Perceived Decline in Google Search Quality

  • Many commenters say Google results are significantly worse than ~8–10 years ago: more SEO sludge, affiliate spam, ads “above the fold,” and irrelevant “AI/semantic” guesses even for exact-phrase queries.
  • Examples cited: incorrect fact answers, generic product-recommendation pages, and spammy affiliate lists ranking over more substantive content.
  • A minority report Google still works fine for them, especially for basic facts and media lookups.

Alternatives and User Migration

  • Strong enthusiasm for Kagi; several say they rarely or never “!g” back to Google after switching.

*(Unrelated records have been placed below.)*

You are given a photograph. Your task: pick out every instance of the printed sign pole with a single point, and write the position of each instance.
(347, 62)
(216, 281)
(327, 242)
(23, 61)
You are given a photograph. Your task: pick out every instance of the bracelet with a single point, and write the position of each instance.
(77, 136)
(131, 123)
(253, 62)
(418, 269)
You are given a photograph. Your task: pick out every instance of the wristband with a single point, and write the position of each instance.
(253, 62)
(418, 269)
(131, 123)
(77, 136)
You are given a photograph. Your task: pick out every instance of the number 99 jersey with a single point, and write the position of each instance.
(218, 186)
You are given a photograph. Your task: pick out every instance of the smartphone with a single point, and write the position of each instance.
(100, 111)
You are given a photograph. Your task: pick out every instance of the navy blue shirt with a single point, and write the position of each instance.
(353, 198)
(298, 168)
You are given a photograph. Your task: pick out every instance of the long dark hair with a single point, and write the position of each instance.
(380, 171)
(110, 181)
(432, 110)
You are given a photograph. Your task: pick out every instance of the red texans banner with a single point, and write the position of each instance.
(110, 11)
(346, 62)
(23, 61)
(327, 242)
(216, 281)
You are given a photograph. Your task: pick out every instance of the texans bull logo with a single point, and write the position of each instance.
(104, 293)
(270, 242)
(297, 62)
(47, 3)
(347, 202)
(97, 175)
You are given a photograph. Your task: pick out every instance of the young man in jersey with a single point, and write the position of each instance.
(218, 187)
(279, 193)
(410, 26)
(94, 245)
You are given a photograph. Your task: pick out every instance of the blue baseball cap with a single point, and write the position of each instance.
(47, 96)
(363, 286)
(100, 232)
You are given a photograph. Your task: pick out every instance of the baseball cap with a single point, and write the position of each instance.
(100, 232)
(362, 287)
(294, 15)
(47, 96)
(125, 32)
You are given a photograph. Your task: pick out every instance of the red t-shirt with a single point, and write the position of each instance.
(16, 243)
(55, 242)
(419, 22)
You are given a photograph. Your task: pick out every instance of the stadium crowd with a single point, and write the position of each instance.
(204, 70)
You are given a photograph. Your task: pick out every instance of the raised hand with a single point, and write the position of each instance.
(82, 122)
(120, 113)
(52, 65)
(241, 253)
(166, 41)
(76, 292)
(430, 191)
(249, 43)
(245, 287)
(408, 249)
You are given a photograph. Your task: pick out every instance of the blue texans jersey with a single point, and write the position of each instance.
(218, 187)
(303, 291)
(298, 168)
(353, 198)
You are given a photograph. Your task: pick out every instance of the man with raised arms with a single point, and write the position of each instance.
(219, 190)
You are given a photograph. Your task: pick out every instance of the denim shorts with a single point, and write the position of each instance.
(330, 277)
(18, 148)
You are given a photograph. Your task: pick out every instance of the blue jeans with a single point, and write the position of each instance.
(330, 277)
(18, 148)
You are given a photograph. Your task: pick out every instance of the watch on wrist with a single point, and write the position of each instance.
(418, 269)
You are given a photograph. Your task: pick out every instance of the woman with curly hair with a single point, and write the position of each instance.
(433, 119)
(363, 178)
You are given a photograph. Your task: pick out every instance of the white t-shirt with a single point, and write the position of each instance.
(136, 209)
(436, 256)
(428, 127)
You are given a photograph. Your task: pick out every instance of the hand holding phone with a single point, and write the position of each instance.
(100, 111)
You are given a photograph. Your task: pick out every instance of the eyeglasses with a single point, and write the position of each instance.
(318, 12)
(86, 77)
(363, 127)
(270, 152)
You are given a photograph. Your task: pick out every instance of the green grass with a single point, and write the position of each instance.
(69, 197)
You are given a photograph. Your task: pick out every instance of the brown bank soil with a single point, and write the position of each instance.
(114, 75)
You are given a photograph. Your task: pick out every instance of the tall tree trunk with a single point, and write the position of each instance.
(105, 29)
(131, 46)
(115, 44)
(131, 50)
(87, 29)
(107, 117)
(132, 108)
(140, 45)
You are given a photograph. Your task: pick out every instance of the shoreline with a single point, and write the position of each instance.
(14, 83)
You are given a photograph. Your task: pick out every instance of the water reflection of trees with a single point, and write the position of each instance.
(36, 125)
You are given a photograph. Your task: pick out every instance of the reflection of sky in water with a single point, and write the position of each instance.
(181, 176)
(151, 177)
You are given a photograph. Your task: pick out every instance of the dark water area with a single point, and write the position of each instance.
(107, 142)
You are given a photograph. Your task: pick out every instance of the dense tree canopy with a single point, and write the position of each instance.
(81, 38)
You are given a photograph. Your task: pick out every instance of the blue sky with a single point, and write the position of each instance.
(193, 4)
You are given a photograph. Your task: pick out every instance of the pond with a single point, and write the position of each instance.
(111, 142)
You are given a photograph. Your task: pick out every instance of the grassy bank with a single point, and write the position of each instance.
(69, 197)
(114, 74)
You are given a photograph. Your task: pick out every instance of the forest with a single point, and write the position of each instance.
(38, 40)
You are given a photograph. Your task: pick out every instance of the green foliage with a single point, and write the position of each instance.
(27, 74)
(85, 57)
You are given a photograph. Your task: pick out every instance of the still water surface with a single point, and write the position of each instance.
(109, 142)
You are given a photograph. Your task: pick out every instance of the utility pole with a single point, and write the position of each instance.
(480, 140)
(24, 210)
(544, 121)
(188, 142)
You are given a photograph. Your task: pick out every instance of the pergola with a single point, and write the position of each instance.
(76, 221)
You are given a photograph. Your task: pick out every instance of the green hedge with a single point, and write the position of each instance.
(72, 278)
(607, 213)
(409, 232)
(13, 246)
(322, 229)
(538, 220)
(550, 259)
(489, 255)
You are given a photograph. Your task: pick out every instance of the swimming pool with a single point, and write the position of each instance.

DuckDuckGo and Brave Search get mixed reviews; some find them improved, others still fall back to Google.
  • Perplexity is praised for deep technical queries and “dialogue-style” refinement, with caveats about hallucinations.
  • Niche “indie web”–oriented engines (Marginalia, Wiby, Exa) are recommended for discovering small sites, but seen as specialized or limited.
  • Some argue “just stop using Google,” others call this a “load‑bearing just” that ignores how hard it is to move the general public.

Impact on Indie / Small Sites and SEO

  • Many small-site operators report severe traffic drops tied to recent Google updates; others say their indie sites are stable or growing.
  • There is debate whether Google is unfairly demoting “good” indie sites or reasonably down-ranking affiliate-heavy pages that resemble spam.
  • Some argue that optimizing for Google has always been fragile; building for humans and diversifying traffic sources is safer.

Debate Over What Counts as “Indie Web”

  • Tension over using platforms like Substack or analytics/ad networks while claiming “indie” status.
  • One side: “Indie” means self-hosted, owned infrastructure, minimal tracking.
  • Other side: “Indie” is about individual creators and small teams, regardless of tools, monetization, or CDNs.

Economic Incentives, Enshittification, and Regulation

  • Many tie Google’s behavior to ad-driven incentives, “late-stage capitalism,” and “enshittification”: prioritizing revenue and big brands (e.g., large media, big retailers) over user value.
  • Some call for antitrust action or “search neutrality” laws; others doubt regulation will meaningfully change incentives.

Proposed Responses and Limits

  • Suggested responses: switch search engines, pay for non-ad search, block trackers/ads, build and use small-web search engines.
  • Skeptics note network effects, habits, and monopoly power make broad change difficult; individual defection helps personally but may not fix the ecosystem.